Max Meyer steps up as Minnesota’s closer

Freshman Max Meyer has the most saves on the team with five.

Freshman pitcher Max Meyer throws the ball during a game against Arizona at US Bank Stadium on March 2.

Courtesy of Bruce Kluckhohn

Freshman pitcher Max Meyer throws the ball during a game against Arizona at US Bank Stadium on March 2.

Jack Warrick

The departure of pitcher Brian Glowicki, who ran out of eligibility last year and was drafted by the Chicago Cubs, left the Gophers with a void to fill at closer.

Glowicki’s 16 saves was a record number in a season for Minnesota. The Gophers may have found a new closer for this season — freshman Max Meyer.

Meyer, who was drafted by the Minnesota Twins last year in the 34th round, has the most saves with five in nine of his appearances on the mound. He often comes in for the final innings. He has a 3.14 ERA on 14.1 innings pitched.

“That’s what we saw in high school, that’s why we like him,” head coach John Anderson said. “Thought he had great presence on the mound, confident. He obviously has the stuff to go with it.”

Meyer started off the season playing pitcher and designated hitter spot at times for the Gophers. Recently, however, his role as a closing pitcher has been solidified as he comes in to make save after save for the team.

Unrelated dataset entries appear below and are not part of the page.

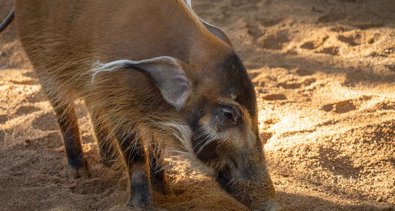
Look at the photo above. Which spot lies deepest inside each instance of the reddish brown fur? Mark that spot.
(63, 44)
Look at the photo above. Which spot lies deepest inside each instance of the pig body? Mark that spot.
(151, 73)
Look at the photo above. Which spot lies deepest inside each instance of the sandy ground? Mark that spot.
(324, 72)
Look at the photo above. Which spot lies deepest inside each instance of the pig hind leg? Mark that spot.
(67, 120)
(158, 176)
(137, 163)
(103, 136)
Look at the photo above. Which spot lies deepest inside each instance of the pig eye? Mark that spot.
(229, 116)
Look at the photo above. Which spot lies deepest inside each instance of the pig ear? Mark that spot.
(213, 29)
(166, 72)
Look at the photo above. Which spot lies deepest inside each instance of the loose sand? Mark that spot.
(324, 72)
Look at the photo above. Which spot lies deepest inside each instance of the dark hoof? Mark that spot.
(82, 170)
(161, 187)
(139, 206)
(108, 162)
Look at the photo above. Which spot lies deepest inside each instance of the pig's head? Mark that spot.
(219, 105)
(222, 114)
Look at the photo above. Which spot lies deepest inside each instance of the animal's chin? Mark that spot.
(257, 195)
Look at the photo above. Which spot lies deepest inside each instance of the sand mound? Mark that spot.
(325, 76)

“Jack Wassel has picked it up [at DH] and given us some quality at bats,” Anderson said. “We really need [Meyer] on the mound and don’t really need his bat right now, we need his arm.”

Anderson said that though Meyer — who has a .172 batting average on 29 at bats — has been needed more at pitcher lately, he will have more opportunities at the plate in the future.

“He’ll still have some at bats, we’ll still work him in there, but [Wassel’s] hot right now, we are going to ride [Wassel] and see what happens with our team here as we go forward,” Anderson said.

Meyer started infield in high school when he wasn’t on the mound. His high school coach at Woodbury high school, Kevin McDermott, said Meyer wasn’t always known as the best pitcher, but figured it out as he became an upperclassman.

“His junior year, he really stepped up and became more like the guy we see today,” McDermott said. “His velocity really jumped up. He became our no-doubt, No. 1 arm and our starting shortstop on the days where he wasn’t on the mound.”

Meyer, who McDermott said he thought was one of the best short stops in the state and started at short stop in high school, has not played infield this year as the Gophers have returned every infield starter from last season.

McDermott, who has coached at the college level, said Meyer didn’t put himself up on a pedestal, though he was the first ever to be drafted into the MLB out of Woodbury High School.

“Stay grounded and don’t settle,” McDermott said as advice to Meyer. “I think at the end of this he wants to be a professional baseball player. I think he can do it, he’s just got to keep working hard every day, stay humble and keep grinding.”